Ein 78-jähriger Mann aus Locarno missachtet diese Massnahme und betritt einen Supermarkt in Locarno. Als ihn zwei Polizisten abfangen, fragen sie ihn nach seinen Personalien, woraufhin er dem jüngeren der beiden ins Gesicht spuckt.
Nicht gerade die feine Art, wobei die Frustration des Mannes nachvollziehbar ist. Jedenfalls war auch die Reaktion der Polizisten unangemessen. Das entschied die Richterin Verda Chiocchetti, Präsidentin des Strafgerichtshofs, wie der Corriere del Ticino berichtet: Die beiden Polizisten wurden wegen Amtsmissbrauchs zu bedingten Geldstrafen verurteilt. Der Jüngere wurde auch des Vergehens der einfachen Körperverletzung für schuldig befunden. Ciocchetti machte klar:
«Die Mittel, die zur Durchführung dieser Verhaftung eingesetzt wurden, waren völlig unverhältnismässig.»
Die von Staatsanwältin Chiara Borelli unterzeichnete Anklageschrift wurde jedoch nur teilweise bestätigt.
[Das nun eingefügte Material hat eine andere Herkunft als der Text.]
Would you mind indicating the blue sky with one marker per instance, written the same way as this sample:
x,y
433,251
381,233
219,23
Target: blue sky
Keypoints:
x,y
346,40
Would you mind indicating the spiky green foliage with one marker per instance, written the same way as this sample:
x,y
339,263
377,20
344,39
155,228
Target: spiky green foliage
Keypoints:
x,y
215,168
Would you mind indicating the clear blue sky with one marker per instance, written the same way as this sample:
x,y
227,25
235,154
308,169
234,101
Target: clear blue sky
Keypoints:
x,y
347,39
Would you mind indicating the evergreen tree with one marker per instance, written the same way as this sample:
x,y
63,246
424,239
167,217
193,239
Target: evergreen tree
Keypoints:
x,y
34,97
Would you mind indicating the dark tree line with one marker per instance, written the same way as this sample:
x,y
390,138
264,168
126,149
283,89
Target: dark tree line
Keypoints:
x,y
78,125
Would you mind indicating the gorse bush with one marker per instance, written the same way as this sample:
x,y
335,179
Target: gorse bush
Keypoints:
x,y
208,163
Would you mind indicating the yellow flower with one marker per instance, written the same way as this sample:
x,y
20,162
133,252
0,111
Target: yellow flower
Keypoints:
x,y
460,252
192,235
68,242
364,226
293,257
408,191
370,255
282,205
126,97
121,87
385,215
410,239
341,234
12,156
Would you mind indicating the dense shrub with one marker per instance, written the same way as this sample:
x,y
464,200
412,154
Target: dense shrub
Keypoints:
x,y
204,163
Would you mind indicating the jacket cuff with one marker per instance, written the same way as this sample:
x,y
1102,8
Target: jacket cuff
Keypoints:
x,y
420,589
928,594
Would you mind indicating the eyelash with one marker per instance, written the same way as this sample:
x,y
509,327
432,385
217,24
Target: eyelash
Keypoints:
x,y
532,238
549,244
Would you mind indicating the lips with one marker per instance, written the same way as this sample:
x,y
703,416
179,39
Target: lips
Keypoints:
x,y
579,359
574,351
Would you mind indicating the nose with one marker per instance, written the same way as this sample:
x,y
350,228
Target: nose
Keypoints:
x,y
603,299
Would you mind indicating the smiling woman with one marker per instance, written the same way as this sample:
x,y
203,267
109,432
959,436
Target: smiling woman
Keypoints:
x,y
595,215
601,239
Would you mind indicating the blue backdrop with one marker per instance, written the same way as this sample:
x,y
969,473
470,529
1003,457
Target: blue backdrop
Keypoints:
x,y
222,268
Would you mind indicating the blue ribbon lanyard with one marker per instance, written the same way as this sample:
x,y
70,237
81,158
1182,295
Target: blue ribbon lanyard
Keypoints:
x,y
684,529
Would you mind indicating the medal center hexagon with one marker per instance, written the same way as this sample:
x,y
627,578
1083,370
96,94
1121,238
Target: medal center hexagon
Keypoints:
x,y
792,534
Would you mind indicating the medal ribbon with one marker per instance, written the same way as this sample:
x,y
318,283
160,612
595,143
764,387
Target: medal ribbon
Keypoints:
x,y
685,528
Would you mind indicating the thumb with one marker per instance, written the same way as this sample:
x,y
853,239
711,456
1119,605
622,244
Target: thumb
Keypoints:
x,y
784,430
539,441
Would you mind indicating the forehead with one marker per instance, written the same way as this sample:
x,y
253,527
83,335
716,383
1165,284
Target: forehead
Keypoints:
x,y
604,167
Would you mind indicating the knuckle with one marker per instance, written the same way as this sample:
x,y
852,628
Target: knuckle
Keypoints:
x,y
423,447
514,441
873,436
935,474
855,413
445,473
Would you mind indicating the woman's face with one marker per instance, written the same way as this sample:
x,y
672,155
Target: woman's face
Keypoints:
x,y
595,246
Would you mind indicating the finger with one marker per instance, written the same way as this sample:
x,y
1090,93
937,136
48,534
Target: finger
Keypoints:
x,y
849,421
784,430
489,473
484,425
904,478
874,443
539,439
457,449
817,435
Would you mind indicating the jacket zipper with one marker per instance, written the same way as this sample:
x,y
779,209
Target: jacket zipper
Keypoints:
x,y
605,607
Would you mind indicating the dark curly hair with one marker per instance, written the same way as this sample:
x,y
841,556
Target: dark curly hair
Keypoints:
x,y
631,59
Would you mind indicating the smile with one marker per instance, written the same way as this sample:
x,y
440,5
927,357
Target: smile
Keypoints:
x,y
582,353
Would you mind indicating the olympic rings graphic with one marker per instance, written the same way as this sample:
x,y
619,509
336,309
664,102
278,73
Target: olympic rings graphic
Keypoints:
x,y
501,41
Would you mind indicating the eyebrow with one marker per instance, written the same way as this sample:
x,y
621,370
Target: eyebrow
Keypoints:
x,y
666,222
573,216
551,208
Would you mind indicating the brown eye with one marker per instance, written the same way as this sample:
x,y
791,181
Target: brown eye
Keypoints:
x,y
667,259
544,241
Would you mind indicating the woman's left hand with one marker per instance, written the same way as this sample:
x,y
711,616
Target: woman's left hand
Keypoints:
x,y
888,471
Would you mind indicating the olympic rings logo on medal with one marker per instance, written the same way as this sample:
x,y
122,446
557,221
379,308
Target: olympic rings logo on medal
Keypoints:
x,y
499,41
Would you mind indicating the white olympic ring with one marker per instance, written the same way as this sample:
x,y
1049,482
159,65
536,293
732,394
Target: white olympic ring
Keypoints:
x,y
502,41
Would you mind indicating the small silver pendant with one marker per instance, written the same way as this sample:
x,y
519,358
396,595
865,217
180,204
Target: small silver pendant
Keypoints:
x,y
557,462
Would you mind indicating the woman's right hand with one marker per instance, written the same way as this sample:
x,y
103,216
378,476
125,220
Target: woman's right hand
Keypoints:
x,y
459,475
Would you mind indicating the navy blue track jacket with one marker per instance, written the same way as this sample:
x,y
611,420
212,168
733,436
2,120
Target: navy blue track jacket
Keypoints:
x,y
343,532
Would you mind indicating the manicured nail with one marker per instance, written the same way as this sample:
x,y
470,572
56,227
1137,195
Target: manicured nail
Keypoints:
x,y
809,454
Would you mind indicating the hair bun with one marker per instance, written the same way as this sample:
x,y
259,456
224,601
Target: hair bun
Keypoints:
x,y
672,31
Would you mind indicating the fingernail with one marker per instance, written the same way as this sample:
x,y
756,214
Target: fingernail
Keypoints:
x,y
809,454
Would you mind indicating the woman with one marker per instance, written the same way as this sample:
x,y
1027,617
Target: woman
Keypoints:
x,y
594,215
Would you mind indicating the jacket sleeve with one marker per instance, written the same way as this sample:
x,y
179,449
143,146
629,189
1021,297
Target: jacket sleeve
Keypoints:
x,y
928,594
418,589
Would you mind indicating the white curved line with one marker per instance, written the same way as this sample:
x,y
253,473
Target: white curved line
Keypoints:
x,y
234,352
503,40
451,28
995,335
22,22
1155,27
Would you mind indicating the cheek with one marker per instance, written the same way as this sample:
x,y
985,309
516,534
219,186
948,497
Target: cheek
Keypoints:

Der jüngere der beiden Polizisten, ein 41-jähriger Beamte, wurde nämlich auch der einfachen Körperverletzung für schuldig befunden. Der 54-jährige Gruppenleiter wurde von dieser Anklage hingegen freigesprochen.
Das Hämatom, das der 78-jährige Mann erlitt, sei dadurch entstanden, dass der 41-Jährige ihn gewaltsam gegen die Wand gestossen habe, erklärte die Richterin. Der Polizist brach dem Opfer eine Rippe, als der 78-Jährige mit Handschellen gefesselt am Boden lag.
Deshalb wurde der Beamte zu einer zweijährigen Bewährungsstrafe von 140 Tagessätzen zu je 90 Franken verurteilt. Die Strafe des Gruppenleiters wurde hingegen auf 90 Tagessätzen zu 150 Franken angesetzt, ebenfalls auf Bewährung.
Verteidigung: Reaktion nicht unverhältnismässig
Den Verteidigern zufolge war die Reaktion der Polizisten keineswegs unverhältnismässig, sondern mehr als gerechtfertigt, «angesichts der totalen Verachtung, die der ältere Mann ihnen und den kantonalen Behörden (…) entgegenbrachte». Sie hätten entschlossen reagiert, aber auf eine Art und Weise, «die dem Angriff, den sie erlitten hatten, völlig angemessen war». Der 41-jährige Sicherheitsbeamte erinnerte sich:
«Mit einem kräftigen, aber kontrollierten Stoss habe ich ihn mit dem Rücken gegen die Wand gedrückt, um ihn an der Flucht zu hindern.»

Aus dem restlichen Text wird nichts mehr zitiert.